Publish your result in DBS
The publication of the produced data to DBS allows to re-run over the produced data that has been published. The instructions to follow are below, and here is the link to the how to.
You have to add to the Crab configuration file more information specifying that you (will) want to publish and the data name to publish.
[USER]
....
publish_data = 1
publish_data_name = what_you_want
....
Warning:
- All the parameters related publication have to be added in the configuration file before creation of jobs, even if the publication step is executed after retrieving of job output.
- Publication is done in the phys03 instance of DBS3. If you belong to a PAG group, you have to publish your data to the DBS associated to your group, checking at the DBS access twiki page the correct DBS url and which role in voms you need to be an allowed user.
- Remember to change the ui_working_dir value in the configuration file to create a new project (if you don't use the default name of crab project), otherwise the creation step will fail with the error message "project already exists, please remove it before create new task ".
Run Crab publishing your results
You can also run your analysis code publishing the results copied to a remote Storage Element.
Here below an example of the CRAB configuration file, coherent with this tutorial:
For MC data (crab.cfg)
[CMSSW]
total_number_of_events = 50
number_of_jobs = 10
pset = tutorial.py
datasetpath = /RelValZMM/CMSSW_5_3_6-START53_V14-v2/GEN-SIM-RECO
output_file = outfile.root
[USER]
return_data = 0
copy_data = 1
storage_element = T2_xx_yyyy
publish_data = 1
publish_data_name = FanzagoTutGrid
[CRAB]
scheduler = remoteGlidein
jobtype = cmssw
And with this crab.cfg
you can re-do the complete workflow as described before, plus the publication step:
- creation
- submission
- status progress monitoring
- output retrieval
- publish the results
Use the -publish option
After having done the previous workflow untill the retrieval of you jobs, you can publish the output data that have been stored in the Storage Element indicated in the crab.cfg
file using:
crab -publish
or to publish the outputs of a specific project:
crab -publish -c <dir_name>
It is not necessary that all the jobs are done and retrieved. You can publish your output at a different time.
It will look for all the FrameworkJobReport files ( crab-project-dir/res/crab_fjr_*.xml ) produced by each job and will extract from there the information (i.e. number of events, LFN, etc.) to publish.

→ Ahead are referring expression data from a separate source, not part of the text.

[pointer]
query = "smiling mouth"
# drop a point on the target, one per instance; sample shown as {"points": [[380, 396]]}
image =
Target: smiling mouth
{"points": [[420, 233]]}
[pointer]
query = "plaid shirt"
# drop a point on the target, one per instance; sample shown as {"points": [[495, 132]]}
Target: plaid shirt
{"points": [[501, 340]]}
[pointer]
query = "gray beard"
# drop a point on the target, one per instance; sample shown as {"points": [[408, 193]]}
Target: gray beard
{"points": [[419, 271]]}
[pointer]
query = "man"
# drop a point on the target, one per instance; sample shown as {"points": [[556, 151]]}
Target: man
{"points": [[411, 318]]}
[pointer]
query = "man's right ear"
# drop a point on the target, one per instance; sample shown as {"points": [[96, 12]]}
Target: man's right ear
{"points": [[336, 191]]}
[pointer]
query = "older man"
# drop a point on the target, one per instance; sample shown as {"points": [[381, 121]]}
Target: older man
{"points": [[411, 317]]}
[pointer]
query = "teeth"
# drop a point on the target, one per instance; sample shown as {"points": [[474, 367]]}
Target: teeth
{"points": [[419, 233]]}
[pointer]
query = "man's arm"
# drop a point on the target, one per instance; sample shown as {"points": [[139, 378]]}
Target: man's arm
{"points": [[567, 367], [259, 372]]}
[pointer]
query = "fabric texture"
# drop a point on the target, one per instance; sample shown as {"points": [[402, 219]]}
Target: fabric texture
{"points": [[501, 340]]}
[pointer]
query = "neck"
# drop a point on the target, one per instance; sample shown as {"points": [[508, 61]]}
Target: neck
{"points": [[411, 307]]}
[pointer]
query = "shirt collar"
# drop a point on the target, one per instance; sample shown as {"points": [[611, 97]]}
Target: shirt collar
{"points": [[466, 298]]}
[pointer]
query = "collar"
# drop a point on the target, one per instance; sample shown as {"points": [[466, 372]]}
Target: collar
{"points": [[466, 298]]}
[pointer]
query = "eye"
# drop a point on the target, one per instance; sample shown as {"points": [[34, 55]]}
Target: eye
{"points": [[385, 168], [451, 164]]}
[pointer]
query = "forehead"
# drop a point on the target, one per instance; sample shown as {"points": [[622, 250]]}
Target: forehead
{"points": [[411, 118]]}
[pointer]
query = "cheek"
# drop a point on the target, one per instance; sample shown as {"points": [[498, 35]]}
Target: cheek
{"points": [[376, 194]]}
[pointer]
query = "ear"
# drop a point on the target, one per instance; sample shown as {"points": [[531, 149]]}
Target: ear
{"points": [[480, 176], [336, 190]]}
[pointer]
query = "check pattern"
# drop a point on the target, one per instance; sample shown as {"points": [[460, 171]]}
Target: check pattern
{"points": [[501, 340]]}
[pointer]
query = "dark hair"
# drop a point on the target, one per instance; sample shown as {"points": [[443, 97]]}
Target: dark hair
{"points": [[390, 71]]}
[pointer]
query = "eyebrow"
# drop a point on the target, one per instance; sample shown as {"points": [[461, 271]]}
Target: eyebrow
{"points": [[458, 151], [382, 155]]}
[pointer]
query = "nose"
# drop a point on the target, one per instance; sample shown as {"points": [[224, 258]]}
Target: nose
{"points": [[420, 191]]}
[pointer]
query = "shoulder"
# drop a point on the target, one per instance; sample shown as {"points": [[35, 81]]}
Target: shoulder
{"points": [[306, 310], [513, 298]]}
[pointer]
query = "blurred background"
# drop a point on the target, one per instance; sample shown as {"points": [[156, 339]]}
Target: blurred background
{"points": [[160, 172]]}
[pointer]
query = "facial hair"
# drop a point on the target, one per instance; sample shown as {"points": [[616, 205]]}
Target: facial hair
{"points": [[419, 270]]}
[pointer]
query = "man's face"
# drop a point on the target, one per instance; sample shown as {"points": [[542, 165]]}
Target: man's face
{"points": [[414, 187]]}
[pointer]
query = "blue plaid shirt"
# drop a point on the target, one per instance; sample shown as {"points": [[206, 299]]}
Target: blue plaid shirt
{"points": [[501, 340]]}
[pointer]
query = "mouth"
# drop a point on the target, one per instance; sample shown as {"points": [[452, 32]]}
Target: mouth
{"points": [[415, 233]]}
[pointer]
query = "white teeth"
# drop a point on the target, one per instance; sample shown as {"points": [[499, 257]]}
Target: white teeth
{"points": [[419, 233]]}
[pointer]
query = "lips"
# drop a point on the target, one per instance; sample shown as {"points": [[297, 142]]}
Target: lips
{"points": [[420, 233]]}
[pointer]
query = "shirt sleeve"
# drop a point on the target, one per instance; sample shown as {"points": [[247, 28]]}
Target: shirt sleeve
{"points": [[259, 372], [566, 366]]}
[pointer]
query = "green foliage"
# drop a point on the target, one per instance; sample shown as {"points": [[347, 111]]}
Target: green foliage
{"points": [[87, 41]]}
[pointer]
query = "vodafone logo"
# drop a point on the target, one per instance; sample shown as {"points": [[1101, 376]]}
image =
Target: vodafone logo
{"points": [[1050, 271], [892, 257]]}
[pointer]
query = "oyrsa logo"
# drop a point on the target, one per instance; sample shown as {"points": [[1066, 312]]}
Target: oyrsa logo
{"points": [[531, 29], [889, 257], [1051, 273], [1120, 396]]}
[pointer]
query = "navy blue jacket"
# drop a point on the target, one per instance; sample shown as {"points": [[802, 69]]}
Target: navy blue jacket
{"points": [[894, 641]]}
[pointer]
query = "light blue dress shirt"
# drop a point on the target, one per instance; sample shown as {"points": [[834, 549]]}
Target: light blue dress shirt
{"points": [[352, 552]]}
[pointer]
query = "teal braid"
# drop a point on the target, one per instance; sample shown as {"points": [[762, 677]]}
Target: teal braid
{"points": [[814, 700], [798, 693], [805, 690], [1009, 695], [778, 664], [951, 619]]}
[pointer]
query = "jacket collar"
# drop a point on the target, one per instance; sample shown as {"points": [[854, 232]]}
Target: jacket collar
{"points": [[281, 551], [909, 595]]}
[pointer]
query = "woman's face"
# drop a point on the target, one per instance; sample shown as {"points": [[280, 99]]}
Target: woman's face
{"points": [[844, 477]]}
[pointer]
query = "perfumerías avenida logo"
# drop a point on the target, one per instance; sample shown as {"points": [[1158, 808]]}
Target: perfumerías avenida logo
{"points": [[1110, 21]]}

Publication output example
The output shown below corresponds to an old output using DBS2.
$ crab -publish
crab: Version 2.9.1 running on Mon Oct 14 14:35:56 2013 CET (12:35:56 UTC)
crab. Working options:
scheduler remoteGlidein
job type CMSSW
server OFF
working directory /afs/cern.ch/user/f/fanzago/scratch0/TUTORIAL/crab_0_131014_123645/
crab: <dbs_url_for_publication> = https://cmsdbsprod.cern.ch:8443/cms_dbs_ph_analysis_02_writer/servlet/DBSServlet
file_list = ['/afs/cern.ch/user/f/fanzago/scratch0/TUTORIAL/crab_0_131014_123645/res//crab_fjr_1.xml', '/afs/cern.ch/user/f/fanzago/scratch0/TUTORIAL/crab_0_131014_123645/res//crab_fjr_2.xml', '/afs/cern.ch/user/f/fanzago/scratch0/TUTORIAL/crab_0_131014_123645/res//crab_fjr_3.xml', '/afs/cern.ch/user/f/fanzago/scratch0/TUTORIAL/crab_0_131014_123645/res//crab_fjr_4.xml', '/afs/cern.ch/user/f/fanzago/scratch0/TUTORIAL/crab_0_131014_123645/res//crab_fjr_5.xml', '/afs/cern.ch/user/f/fanzago/scratch0/TUTORIAL/crab_0_131014_123645/res//crab_fjr_6.xml', '/afs/cern.ch/user/f/fanzago/scratch0/TUTORIAL/crab_0_131014_123645/res//crab_fjr_7.xml', '/afs/cern.ch/user/f/fanzago/scratch0/TUTORIAL/crab_0_131014_123645/res//crab_fjr_8.xml', '/afs/cern.ch/user/f/fanzago/scratch0/TUTORIAL/crab_0_131014_123645/res//crab_fjr_9.xml', '/afs/cern.ch/user/f/fanzago/scratch0/TUTORIAL/crab_0_131014_123645/res//crab_fjr_10.xml']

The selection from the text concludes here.